Vandaag was de opdracht om ons meer te gaan verdiepen in 1 VVE programma. Ik heb hierbij gekozen voor de VVE Uk en Puk. Ik heb hiervoor gekozen, omdat ze deze op mijn stage ook gebruiken. En het is altijd makkelijk om er dan meer informatie over op te zoeken.
We moesten voor de opdracht 4 vragen verzinnen, waar we nog echt informatie over wilden hebben over de VVE methoden die je gekozen had.
Zie de vragen en de antwoorden hieronder:
Vraag 1: Aan welke kenmerken moet een VVE
programma voldoen om ervoor te zorgen dat het ook effect heeft?
-
Het programma moet een begeleidingsmethodiek hebben. Dus het is
belangrijk dat er een handelingsplan bij zit. Zodat iedereen precies weet hoe
hij/zij de opdrachten uit kan voeren. - Het moet gericht zijn op sociaal emotioneel en/of taalontwikkeling. Het is dus belangrijk om met de spraak bezig te zijn.
- Dat er een doorlopend programma, in samenwerking met de basisschool is. Dus dat je ook echt al gaat kijken naar de opdrachten die ze op de basisschool moeten doen in groep 1/2.
- Ook is het voor de kinderen belangrijk om gestructureerd te werken.
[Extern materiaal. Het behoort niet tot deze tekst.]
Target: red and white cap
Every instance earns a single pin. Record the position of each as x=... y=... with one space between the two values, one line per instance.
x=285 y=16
Dus dat de kinderen weten hoe het dagritme eruit ziet.
Vraag 2: Hoeveel dagdelen moeten kinderen op een
voorschool zijn om ervoor te zorgen dat VVE ook effect heeft op hun
ontwikkeling?
Ongeveer 3 dagdelen. De meeste peuterspeelzalen hanteren een minimum van
2 dagdelen. Voor bij kinderen met een voorschool-indicatie (bijvoorbeeld
wanneer ze nog geen Nederlands spreken) kan budget worden aangevraagd bij de
gemeente zodat het kind 4 dagdelen naar de voorschool kan.
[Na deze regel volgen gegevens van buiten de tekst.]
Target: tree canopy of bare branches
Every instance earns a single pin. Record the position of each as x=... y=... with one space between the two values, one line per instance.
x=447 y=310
Vraag 3: hoeveel en welke thema’s heeft Uk en Puk?
Uk
en Puk heeft 10 verschillende thema’s, zoals:1. Welkom Puk!
2. Wat heb jij aan vandaag?
3. Eet smakelijk
4. Dit ben ik!
5. Reuzen en kabouters
6. Regen
7. Hatsjoe!
8. Knuffels
9. Oef, wat warm!
10. Ik en mijn familie
En voor de peuters die bijna naar het basisonderwijs gaan, is er nog een thema ‘Ik ben bijna 4’. Hierin wordt het kind voorbereid op de overgang naar het basisonderwijs.
Bij mij op stage koppelen ze verschillende thema’s met de onderwerpen carnaval, pasen, herfst enz.
Bijvoorbeeld wat heb je aan vandaag, koppelen ze met de carnaval. Met de herfst koppelen ze het thema reuzen en kabouters. In de zomer koppelen ze vaak het thema oef, wat heb ik het warm.
Bij het basisonderwijs wordt eigenlijk alleen de ontwikkeling van het kind doorgegeven. Dit wil dus zeggen dat dit niet gaat via de VVE methode van Uk en Puk. Maar via een observatiemethode van het kinderdagverblijf.
Als die observatie is ingevuld, gaat een pedagogisch medewerker in gesprek met een leraar. Dit doen ze om de ontwikkelingen te bespreken, en dan ook eventuele uitleg erbij te geven.
Ik
heb bij mij op stage nagevraagd hoe dat ging. En bij mij op stage gaat dat ook
zo. Ze vullen de ontwikkelingen van het kind in via de KIJK methoden. Dit is
een observatie methode die ze gebruiken op het kinderdagverblijf, maar ook op
de basisscholen in Oss in groep 1/2.
De
ontwikkelingen kunnen ze natuurlijk wel zien door middel van de Uk en Puk
methoden. Dus met die activiteiten kunnen ze wel zien hoe de kinderen het doen
met de ontwikkelen, en of ze er in vooruit gaan. Maar dit moeten ze dan wel
invullen in de KIJK methoden, willen ze het overbrengen naar de basisschool.